Perhaps the EPI study was a preemptive strike. While most media reports echoed the White House line on the unemployment rate that dropped to 6.3 percent in April, buried in these government statistics is some cause for alarm. “The number of people in the labor force fell by a whopping 806,000, wiping out the February and March gains and a bit of January as well,” Neal Irwin wrote in The New York Times.

In fact, Dan Mitchell of the Cato Institute shows that we have the lowest labor force participation rate in at least a decade. The labor force not participating consists of men and women who can work but aren’t.

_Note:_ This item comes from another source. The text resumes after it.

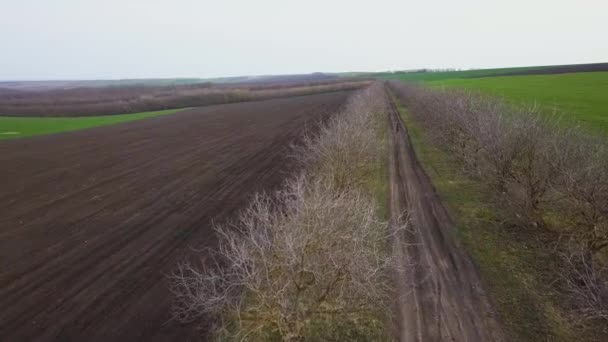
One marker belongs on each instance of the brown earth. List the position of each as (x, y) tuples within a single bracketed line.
[(92, 221), (441, 297)]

“Sixty percent of the long-term jobless are 35 or older; 36 percent held professional, technical, managerial and administrative jobs (the rest were scattered in sales, service and blue-collar occupations),” Robert J. Samuelson wrote in a column in The Washington Post. Samuelson has a greater understanding of economics than most of his peers in the media, or, for that matter, at his day job.

“A study by Princeton economists Alan Krueger, Judd Cramer and David Cho is discouraging,” Samuelson reflects. “Among the long-term unemployed from 2008 to 2012, only 36 percent had jobs 15 months later, the study found. As for the rest, 30 percent were unemployed, and 34 percent were not in the labor force. Even for workers with jobs, success was limited. A third had full-time jobs; the others had part-time or interrupted full-time work.”